5. ‘Own’ the Patient Experience.
Ask Yourself:
- Even if you are not the one leading this area, are you offering your support to your Customer Experience Leader? You should be working as a cohesive team. How can you collaborate with them to ensure their team has the tools necessary to properly represent the brand to patients? How can you help them interpret your health system’s online reputation?
- Are you working with your peers on best practices that you can share with your Customer Experience Leader?
- Are you and your team consistently modelling a great customer experience to all customers?
6. Audit your Brand.
Ask Yourself:
- Are you regularly assessing how your brand is being perceived in the market? There are tools out there to help you understand your level of brand awareness, how consumers perceive you, and whether or not they perceive your services over those of your competitors.

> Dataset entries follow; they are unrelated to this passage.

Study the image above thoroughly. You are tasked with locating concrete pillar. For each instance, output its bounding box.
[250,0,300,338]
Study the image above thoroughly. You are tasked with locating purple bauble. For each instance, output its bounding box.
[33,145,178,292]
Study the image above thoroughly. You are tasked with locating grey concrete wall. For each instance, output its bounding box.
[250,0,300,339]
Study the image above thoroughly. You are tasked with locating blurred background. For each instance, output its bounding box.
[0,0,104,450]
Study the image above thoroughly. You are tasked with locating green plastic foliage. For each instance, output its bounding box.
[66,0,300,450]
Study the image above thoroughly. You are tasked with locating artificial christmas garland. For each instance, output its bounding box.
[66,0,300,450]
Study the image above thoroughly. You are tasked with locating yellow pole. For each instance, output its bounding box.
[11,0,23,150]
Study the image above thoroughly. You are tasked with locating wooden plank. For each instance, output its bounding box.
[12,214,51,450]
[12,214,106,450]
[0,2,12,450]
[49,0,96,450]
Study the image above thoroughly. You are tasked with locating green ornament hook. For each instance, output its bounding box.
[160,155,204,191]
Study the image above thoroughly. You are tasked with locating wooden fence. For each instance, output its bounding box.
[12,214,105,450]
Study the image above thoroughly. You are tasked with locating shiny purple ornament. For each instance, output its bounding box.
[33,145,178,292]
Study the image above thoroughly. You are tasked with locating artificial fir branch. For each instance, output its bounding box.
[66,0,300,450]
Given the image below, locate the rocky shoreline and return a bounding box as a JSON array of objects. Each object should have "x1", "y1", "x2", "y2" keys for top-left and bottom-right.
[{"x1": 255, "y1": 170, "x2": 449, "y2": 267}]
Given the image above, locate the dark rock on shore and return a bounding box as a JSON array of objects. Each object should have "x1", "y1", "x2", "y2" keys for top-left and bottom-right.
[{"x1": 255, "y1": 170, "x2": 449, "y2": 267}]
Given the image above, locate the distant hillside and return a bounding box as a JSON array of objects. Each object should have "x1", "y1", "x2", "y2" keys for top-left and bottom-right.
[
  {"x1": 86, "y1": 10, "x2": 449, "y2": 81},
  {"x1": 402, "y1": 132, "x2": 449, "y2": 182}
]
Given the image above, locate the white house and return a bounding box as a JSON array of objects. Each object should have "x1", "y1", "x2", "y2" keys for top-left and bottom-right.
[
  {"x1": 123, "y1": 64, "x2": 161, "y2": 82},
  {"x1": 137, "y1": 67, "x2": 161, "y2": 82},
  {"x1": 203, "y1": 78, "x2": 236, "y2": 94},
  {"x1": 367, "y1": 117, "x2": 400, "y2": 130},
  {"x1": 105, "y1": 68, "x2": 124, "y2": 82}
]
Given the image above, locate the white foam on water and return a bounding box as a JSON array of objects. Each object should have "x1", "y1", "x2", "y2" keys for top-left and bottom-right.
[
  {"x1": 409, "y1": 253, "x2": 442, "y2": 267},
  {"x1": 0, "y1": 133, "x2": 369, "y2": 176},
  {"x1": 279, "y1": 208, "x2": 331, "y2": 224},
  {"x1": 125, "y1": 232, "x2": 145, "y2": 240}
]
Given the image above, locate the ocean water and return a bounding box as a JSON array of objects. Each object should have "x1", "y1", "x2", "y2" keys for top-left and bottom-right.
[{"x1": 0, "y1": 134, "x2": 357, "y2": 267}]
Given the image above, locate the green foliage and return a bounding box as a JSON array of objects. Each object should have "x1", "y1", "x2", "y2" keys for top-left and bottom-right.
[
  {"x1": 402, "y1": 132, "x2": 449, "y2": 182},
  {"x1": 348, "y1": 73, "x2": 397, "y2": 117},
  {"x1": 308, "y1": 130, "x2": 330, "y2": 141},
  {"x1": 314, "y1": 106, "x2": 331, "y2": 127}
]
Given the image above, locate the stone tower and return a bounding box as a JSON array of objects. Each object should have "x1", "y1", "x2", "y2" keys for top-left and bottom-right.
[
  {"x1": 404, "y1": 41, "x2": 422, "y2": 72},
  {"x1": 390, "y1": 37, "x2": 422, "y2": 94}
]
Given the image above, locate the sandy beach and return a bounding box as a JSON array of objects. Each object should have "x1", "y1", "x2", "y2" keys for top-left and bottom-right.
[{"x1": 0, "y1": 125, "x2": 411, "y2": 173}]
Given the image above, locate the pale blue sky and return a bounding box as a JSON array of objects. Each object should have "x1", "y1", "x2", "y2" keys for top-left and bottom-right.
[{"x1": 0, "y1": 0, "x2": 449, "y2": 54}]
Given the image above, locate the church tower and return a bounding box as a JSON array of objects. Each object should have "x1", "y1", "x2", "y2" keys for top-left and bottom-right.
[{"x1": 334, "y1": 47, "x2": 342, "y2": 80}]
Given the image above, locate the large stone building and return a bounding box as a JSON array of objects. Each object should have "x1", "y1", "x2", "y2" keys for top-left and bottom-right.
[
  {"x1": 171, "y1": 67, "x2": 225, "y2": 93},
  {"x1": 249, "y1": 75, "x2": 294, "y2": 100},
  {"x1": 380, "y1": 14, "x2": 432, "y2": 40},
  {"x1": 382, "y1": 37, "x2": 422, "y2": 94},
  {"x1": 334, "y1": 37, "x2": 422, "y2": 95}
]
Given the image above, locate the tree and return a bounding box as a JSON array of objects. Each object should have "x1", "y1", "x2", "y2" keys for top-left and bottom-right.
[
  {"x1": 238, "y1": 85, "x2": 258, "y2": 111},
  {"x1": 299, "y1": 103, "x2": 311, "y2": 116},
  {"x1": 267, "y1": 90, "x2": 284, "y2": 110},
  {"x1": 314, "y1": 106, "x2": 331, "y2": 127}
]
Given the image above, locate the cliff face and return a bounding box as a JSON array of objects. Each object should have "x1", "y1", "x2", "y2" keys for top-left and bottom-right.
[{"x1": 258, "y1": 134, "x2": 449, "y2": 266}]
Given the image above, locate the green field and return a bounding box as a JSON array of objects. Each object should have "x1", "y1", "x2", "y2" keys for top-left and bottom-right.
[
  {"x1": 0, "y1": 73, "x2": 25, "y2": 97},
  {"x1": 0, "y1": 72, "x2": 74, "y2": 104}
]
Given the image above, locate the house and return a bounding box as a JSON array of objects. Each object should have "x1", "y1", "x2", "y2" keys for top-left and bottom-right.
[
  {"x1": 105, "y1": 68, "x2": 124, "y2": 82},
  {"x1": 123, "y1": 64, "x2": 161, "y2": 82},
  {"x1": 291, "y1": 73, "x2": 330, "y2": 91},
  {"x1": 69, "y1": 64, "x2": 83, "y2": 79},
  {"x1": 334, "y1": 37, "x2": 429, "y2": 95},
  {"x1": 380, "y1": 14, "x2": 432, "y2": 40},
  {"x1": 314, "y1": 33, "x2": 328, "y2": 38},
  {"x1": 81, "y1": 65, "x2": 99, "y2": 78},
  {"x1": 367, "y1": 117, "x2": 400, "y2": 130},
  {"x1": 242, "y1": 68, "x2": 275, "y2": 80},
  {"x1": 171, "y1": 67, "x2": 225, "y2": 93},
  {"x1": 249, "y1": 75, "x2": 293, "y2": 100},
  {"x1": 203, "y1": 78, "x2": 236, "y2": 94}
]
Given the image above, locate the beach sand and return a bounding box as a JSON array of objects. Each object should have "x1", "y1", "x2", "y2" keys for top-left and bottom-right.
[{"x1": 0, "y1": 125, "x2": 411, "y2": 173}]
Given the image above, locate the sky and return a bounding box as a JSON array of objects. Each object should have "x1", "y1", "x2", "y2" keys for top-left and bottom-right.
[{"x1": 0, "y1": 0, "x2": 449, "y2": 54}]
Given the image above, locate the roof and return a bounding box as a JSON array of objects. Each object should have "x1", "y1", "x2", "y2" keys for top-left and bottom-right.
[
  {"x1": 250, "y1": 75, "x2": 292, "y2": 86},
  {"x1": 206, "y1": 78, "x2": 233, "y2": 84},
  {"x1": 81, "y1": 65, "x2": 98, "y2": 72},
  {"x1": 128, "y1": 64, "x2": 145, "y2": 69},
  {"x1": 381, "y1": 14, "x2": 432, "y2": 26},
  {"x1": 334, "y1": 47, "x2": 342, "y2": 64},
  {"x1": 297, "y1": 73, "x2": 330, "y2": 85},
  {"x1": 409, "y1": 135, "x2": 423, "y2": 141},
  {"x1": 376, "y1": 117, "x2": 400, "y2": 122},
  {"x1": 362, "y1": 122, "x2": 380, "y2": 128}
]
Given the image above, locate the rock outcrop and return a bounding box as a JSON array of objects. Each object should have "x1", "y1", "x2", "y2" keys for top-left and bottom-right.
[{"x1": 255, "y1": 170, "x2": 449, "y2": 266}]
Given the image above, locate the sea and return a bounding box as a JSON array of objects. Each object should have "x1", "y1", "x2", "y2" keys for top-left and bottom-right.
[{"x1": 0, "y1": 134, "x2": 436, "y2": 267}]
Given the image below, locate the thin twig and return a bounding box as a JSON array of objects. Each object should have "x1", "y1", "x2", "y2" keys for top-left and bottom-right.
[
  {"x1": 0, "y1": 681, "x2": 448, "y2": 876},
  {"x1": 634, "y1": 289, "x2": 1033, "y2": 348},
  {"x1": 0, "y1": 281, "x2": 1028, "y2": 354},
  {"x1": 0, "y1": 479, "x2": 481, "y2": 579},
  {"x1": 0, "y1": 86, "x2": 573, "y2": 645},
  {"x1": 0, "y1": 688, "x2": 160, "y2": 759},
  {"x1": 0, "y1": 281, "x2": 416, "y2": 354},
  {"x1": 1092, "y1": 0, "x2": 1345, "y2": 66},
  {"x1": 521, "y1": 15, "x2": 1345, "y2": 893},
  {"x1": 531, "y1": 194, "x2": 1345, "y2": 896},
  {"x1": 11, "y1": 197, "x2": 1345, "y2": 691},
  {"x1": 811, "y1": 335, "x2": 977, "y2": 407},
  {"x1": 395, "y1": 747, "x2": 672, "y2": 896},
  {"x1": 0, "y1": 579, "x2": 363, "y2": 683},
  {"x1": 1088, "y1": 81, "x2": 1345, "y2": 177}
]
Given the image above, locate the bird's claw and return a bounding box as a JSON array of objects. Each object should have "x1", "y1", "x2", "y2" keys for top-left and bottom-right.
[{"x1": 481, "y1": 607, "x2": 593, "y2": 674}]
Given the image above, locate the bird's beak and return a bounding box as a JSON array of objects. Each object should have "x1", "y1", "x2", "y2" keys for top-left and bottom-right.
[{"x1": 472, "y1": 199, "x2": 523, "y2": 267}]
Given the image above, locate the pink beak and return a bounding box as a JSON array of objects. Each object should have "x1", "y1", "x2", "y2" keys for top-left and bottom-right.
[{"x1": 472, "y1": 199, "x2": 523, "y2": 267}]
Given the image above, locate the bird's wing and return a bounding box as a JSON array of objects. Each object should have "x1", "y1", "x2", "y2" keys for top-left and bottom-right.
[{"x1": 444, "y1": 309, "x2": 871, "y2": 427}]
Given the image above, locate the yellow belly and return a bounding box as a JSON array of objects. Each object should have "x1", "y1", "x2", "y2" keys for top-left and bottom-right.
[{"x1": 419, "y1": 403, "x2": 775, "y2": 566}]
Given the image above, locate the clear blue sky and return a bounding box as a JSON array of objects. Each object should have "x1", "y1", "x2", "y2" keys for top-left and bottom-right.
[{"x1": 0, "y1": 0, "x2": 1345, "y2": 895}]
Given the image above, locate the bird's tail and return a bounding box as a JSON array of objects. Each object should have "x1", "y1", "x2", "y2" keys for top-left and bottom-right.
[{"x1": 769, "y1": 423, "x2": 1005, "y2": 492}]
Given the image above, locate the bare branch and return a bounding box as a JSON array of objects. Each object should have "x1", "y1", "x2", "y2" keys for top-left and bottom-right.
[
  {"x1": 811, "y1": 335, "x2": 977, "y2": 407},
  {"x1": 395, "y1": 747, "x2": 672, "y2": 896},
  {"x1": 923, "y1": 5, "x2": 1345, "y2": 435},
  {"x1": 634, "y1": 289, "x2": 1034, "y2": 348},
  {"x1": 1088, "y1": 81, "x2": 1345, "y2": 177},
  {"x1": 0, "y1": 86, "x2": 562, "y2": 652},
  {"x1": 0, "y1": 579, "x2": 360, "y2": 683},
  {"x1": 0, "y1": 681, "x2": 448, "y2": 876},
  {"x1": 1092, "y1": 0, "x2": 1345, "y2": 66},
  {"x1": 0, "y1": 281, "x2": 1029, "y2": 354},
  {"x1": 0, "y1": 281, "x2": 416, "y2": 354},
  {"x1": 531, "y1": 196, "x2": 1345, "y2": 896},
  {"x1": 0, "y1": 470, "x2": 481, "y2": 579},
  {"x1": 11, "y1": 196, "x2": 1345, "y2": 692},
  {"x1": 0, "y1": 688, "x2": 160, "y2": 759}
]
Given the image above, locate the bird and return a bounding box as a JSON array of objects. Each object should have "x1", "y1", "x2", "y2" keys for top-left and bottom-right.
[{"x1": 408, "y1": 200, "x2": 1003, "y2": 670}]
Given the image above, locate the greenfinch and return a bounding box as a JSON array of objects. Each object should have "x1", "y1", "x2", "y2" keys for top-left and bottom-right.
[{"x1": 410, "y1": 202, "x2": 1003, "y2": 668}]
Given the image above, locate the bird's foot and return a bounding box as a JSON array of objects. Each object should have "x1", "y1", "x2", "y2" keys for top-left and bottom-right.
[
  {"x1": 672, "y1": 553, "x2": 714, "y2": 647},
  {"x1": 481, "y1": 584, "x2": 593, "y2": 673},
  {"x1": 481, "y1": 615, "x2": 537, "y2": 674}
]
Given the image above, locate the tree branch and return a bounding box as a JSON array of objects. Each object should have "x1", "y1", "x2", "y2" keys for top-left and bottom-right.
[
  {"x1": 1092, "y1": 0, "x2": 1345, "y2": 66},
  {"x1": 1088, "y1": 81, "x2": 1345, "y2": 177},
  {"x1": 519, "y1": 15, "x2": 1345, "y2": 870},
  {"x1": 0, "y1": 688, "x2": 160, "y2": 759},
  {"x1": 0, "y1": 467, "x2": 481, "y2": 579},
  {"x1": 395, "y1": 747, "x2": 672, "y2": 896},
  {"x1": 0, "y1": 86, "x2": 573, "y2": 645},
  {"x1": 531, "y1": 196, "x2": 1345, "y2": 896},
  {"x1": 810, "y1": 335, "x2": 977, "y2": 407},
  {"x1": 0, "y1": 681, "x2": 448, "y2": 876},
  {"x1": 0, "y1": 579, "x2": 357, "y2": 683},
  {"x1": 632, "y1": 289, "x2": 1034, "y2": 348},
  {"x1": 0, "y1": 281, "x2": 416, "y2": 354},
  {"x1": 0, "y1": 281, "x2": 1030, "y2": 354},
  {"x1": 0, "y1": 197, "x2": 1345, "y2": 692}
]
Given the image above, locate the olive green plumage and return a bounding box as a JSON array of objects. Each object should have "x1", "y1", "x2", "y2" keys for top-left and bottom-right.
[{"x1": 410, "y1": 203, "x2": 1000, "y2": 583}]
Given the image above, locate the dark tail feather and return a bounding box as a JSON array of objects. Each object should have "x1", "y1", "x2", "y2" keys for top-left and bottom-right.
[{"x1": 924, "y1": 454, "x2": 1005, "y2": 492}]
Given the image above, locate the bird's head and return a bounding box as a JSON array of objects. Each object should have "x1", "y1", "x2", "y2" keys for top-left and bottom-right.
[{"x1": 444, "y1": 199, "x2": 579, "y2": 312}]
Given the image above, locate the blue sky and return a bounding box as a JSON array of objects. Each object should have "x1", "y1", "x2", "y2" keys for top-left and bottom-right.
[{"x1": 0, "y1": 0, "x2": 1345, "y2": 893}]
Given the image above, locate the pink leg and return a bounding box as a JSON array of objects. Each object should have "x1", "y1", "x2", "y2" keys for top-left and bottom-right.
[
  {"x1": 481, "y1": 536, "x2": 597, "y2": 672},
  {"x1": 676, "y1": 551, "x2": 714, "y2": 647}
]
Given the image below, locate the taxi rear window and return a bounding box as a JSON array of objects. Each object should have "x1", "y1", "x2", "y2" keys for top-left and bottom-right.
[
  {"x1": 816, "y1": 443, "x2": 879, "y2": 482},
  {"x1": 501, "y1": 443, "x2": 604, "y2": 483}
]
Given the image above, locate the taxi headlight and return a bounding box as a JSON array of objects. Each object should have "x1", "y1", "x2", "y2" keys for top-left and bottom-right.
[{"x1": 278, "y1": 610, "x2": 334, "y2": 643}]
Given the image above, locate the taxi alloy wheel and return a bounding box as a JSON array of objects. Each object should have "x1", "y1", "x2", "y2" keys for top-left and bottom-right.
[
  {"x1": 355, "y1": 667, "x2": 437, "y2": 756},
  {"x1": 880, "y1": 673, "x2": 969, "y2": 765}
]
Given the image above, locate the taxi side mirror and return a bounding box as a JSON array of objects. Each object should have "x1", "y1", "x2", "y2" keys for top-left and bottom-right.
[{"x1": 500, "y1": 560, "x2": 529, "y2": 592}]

- Are you regularly assessing how consistently your brand is being delivered across all stakeholder touch points? For instance, do your employees, volunteers and board members understand your health system’s brand? Could they describe the experience? The difference between you and your competitors? If not, you have work to do. A simple plan can get you on the right path.
- If you haven’t answered ‘yes’ to a and b, find a tool to help you achieve these audits, or create one yourself. There are many out there, including one that is available for members of the American Marketing Association. I welcome my readers to share others.
7. Provide Face-Time.
Ask Yourself:
- When was the last time your community met your physicians and providers? Other clinical leaders? Your executives?
- When was the last time your community met your nurses, techs and other care givers?
- If it’s been a while, perhaps it’s time to schedule a lunch-and-learn, or health fair, presentation in collaboration with a targeted organization or group of community members. This will give you one more opportunity to ‘humanize’ your incredible care givers with your community, and it will give the community one more reason to make your hospital and health center the provider of choice.
So there you have it. You can be an effective driver of volume within your health system. None of the steps outlined above happen overnight. in fact, some of them can take a couple of years to fully implement. But by developing operational efficiencies within your healthcare marketing department, you can support all of the above functional areas and demonstrate solid results.